Remember that the posterior is the combination of the prior and the likelihood, weighted by the precision of each. The beta(1,1) prior (the famous 'uniform' prior) gives us the estimate that 50% of the material a machine outputs is going to be defective. If the true rate is 5%, and we somehow get the mode sample each time, the posterior will be closer to the truth in the (50,001, 950,001) case than in the (6,96) case. If we had the prior belief that, say, 2.4% of the material a machine outputs is defective, and decided our belief was strong enough to justify a (24,976) prior (which has a much higher precision than the (1,1) distribution), you'll notice that 1M datapoints does much more to correct our faulty prior than 100 datapoints. (In the case where we get a perverse sample, of course, the stronger prior is more resistant.)
Would a solution be to make a Bayesian update for each individual observation of faulty/not-faulty products from machine x? Curiously this would seem to move the problem from a mathematical analysis to a brute force computational task (unless all that Bayesian updating can be neatly modelled)
You may be interested in conjugate priors.
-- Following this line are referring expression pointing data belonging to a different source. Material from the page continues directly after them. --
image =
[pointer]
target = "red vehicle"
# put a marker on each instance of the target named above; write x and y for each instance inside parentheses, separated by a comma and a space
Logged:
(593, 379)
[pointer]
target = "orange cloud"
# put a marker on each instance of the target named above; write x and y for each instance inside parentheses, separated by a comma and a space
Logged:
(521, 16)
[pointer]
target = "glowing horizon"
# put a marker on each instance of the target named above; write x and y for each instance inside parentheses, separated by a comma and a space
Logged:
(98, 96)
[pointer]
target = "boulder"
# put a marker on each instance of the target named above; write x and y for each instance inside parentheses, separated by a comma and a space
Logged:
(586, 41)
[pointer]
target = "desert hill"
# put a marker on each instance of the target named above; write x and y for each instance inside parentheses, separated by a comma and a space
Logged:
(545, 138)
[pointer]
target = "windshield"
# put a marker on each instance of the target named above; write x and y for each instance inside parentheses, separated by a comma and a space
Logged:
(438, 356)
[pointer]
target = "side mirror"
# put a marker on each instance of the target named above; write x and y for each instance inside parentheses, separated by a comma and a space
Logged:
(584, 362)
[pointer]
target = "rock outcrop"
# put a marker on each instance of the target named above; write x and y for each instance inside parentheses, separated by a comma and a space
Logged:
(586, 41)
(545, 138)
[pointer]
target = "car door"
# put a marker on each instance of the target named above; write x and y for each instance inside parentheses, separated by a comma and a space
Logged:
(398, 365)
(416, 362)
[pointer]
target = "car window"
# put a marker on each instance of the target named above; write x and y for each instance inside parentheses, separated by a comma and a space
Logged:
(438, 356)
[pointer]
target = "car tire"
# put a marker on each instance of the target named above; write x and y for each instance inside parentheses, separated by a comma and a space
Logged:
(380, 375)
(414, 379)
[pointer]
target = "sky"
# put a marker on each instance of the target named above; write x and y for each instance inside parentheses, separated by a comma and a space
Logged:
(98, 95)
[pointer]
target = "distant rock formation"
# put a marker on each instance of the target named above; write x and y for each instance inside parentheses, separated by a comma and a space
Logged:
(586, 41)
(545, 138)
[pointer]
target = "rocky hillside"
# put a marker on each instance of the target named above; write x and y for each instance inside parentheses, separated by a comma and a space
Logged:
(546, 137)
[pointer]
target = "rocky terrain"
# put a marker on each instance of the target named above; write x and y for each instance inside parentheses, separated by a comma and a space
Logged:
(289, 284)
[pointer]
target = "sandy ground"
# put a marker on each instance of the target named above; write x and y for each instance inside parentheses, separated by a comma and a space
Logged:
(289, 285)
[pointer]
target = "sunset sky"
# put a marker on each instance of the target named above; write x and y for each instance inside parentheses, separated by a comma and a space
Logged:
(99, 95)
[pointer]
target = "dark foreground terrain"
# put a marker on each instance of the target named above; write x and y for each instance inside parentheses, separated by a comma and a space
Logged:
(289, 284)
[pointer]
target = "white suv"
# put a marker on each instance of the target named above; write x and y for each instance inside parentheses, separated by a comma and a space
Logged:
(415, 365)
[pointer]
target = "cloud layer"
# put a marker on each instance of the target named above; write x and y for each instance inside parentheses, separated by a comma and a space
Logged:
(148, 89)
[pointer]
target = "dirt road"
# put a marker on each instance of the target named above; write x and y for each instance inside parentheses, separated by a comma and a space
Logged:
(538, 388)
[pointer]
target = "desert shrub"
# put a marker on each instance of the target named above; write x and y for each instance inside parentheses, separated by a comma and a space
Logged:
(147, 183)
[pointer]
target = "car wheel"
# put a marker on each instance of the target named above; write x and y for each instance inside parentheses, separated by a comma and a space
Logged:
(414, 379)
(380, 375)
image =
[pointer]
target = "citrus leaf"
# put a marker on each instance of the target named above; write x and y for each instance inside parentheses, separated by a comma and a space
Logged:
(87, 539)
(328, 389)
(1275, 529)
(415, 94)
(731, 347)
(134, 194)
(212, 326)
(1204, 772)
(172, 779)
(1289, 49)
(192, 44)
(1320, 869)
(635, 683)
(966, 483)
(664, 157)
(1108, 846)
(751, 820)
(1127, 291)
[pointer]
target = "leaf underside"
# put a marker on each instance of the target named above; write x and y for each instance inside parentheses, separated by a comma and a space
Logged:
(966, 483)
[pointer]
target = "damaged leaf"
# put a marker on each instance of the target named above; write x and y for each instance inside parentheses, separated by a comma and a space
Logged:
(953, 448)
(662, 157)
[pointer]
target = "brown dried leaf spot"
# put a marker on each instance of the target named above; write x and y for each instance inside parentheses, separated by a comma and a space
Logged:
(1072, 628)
If I started off with a beta prior (defined by two parameters, alpha and beta), and I observe an event with a Bernoulli likelihood (a product is faulty or not faulty), then I can immediately calculate the posterior distribution by just adjusting the hyperparameters. If my priors are not conjugate to my likelihood, then I have to do a bunch of integrations to get my new posterior, and this is often done by brute force computation.
I see how this will work for a continuous distribution like the beta distribution. Visually the effect of a high number of samples will be that the curve is more sharply centered on the most probable part of the curve. The outlier cases are more quickly becoming improbable as we move outwards.
But then this must mean that the discrete, "perfect", "infinite-sample" likelihood distribution used in the Wikipedia example must have a very high influence on the posterior, almost marginalising the effect if the prior. Do I reason correctly here...
In the introductory example in the Wikipedia article on the Bayesian theorem, they start out with a prior distribution for P(machine_ID | faulty_product)* and then updates this using a likelihood distribution P(faulty_product | machine_ID) to acquire a posterior distribution for P(machine_ID | faulty_product).
How did they come up with the likelihood distribution? Maybe they sampled 100 products from each machine and for each sample counted the number of faulty products. Maybe they sampled 1.000.000 products from each machine...
We don't know which sample size is used: the likelihood distribution doesn't reveal this. Thus this matter doesn't influence the weight of the Bayesian update. But shouldn't it do so? Uncertain likelihood distributions should have a small influence and vice versa. How do I make the bayesian update reflect this?
I read the links provided by somervta in the 'Error margins' discussion from yesterday, but I'm not skillful enough to adapt them to this example.
* technically they just make the prior distribution a clone of the distribution P(machine_ID) but I like to keep the identity across the Bayesian update so I gave the prior and the posterior distribution the same form: P(machine_ID | faulty_product).